The warning signs were present years ago, he tells Men’s Health. During his playing days with the NY Knicks, team doctors told Robinson his blood pressure was too high.

High blood pressure is one of the causes of kidney failure.

“I felt like I was Superman. I never thought I would get sick.”

“I felt like I was Superman. I never thought I would get sick,” he tells Men’s Heath. He started taking blood-pressure medicine and continued to play basketball.

He insists his retirement from the NBA had nothing to do with his kidney failure but rather with the fact that “the NBA was done with me.”

He continued playing professionally overseas, even winning MVP honors in Venezuela.


In 2018, Robinson’s kidneys failed and stopped making urine, which can be fatal if left untreated. He suffered from headaches and his feet and ankles swelled from water retention.

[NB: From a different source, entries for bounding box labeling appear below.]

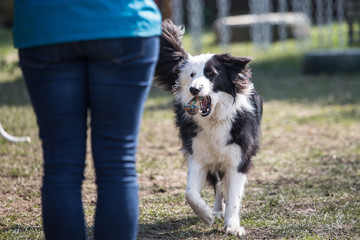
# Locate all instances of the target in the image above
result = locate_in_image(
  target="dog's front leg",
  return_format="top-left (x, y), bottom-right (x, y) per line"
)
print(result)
top-left (186, 156), bottom-right (214, 225)
top-left (225, 168), bottom-right (246, 236)
top-left (213, 181), bottom-right (225, 219)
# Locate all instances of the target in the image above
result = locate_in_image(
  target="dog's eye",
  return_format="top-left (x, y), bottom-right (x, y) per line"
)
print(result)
top-left (204, 68), bottom-right (217, 76)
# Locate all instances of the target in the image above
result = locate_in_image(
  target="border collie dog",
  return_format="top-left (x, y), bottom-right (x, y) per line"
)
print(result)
top-left (154, 20), bottom-right (262, 236)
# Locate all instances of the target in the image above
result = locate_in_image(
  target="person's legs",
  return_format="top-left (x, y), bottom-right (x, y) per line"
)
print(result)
top-left (19, 44), bottom-right (87, 240)
top-left (88, 38), bottom-right (159, 240)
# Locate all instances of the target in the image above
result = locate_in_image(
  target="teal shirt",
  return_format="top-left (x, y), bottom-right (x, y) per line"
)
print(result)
top-left (13, 0), bottom-right (161, 48)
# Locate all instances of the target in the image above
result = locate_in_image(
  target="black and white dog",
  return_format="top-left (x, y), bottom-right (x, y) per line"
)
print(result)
top-left (154, 20), bottom-right (262, 236)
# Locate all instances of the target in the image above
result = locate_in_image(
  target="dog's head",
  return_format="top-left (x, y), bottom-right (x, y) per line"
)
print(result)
top-left (155, 20), bottom-right (253, 117)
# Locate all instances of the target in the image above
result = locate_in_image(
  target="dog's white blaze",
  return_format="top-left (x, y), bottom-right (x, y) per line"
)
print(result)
top-left (175, 54), bottom-right (214, 103)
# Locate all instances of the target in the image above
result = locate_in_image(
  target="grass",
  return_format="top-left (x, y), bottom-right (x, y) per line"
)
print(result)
top-left (0, 25), bottom-right (360, 239)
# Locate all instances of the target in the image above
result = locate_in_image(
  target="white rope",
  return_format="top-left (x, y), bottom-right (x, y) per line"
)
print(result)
top-left (336, 0), bottom-right (345, 48)
top-left (171, 0), bottom-right (184, 26)
top-left (278, 0), bottom-right (288, 48)
top-left (315, 0), bottom-right (324, 47)
top-left (249, 0), bottom-right (273, 50)
top-left (0, 123), bottom-right (31, 142)
top-left (216, 0), bottom-right (231, 52)
top-left (187, 0), bottom-right (204, 53)
top-left (325, 0), bottom-right (334, 46)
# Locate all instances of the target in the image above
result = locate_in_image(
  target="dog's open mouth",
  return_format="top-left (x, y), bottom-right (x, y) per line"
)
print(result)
top-left (184, 95), bottom-right (211, 117)
top-left (200, 95), bottom-right (211, 117)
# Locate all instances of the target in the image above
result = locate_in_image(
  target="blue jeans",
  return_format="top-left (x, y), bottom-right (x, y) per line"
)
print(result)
top-left (19, 37), bottom-right (159, 240)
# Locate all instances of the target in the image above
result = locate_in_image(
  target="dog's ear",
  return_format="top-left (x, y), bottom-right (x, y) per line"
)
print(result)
top-left (215, 54), bottom-right (252, 93)
top-left (154, 19), bottom-right (188, 91)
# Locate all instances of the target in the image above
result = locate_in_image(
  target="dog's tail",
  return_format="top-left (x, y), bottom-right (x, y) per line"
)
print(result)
top-left (154, 19), bottom-right (188, 91)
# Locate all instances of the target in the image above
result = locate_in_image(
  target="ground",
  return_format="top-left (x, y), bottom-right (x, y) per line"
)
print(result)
top-left (0, 31), bottom-right (360, 239)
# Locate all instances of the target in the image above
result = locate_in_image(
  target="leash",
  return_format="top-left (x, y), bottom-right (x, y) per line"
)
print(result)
top-left (0, 123), bottom-right (31, 142)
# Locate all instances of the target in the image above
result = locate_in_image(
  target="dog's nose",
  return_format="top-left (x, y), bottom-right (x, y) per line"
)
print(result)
top-left (190, 87), bottom-right (200, 96)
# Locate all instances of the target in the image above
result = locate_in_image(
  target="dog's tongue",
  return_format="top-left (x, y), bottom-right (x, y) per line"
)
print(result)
top-left (184, 96), bottom-right (207, 115)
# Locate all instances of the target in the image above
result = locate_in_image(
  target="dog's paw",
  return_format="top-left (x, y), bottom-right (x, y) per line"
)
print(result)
top-left (198, 211), bottom-right (214, 225)
top-left (213, 211), bottom-right (225, 219)
top-left (225, 226), bottom-right (245, 237)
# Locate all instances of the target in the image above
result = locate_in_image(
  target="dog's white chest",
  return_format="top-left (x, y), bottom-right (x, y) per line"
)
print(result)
top-left (193, 119), bottom-right (241, 170)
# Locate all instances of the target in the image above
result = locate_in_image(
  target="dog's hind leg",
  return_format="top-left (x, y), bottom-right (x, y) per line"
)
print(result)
top-left (186, 156), bottom-right (214, 225)
top-left (224, 168), bottom-right (246, 236)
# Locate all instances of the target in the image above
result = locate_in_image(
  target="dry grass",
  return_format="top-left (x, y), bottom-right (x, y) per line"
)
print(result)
top-left (0, 29), bottom-right (360, 239)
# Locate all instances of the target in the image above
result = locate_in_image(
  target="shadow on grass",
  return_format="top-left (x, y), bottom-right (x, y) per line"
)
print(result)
top-left (0, 225), bottom-right (43, 236)
top-left (251, 55), bottom-right (360, 105)
top-left (138, 216), bottom-right (223, 239)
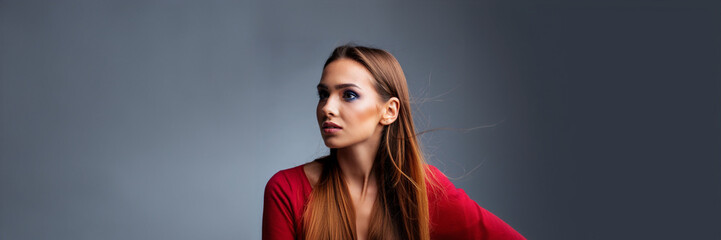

Robinson was in Philly for his son’s basketball tournament when he caught a bad case of Covid. “When I got back home to Seattle, I went straight to the hospital,” he says. “It was bad, bro. I was in the hospital for a week. My body, my insides just… stopped working and shit.”

“They told me I might as well start dialysis today,” he says. “‘Your kidneys are working too hard; they’re deteriorating as we speak. The only way you will walk out of here alive is if you start dialysis.’ It was the only thing I had left.”

Robinson’s chances of getting a new kidney are slim to none. Black people are usually placed at the end of organ transplant lists around the country. Even wealthy Black athletes don’t get priority.

“For some reason, they make it harder for us, bro. To get healthy, to get a kidney, to do anything. Our people go through tough times,” he said.

Robinson knows that people on dialysis usually live only 5 to ten years. But he’s encouraged by the fact that some dialysis patients live decades with the right diet and meds.

“I want to stay alive for the next 40 years.”

“I gotta stick around,” the father-of-three said. “I want to stay alive for the next 40 years: be a grandpa, see my kids’ kids, take them to the gym, tell them the stories of when I was in the NBA around ’Bron and Kobe’ and all these guys. I gotta fight for it.”

“I’m gonna be a testimony to somebody,” Robinson adds. “My story doesn’t end here.”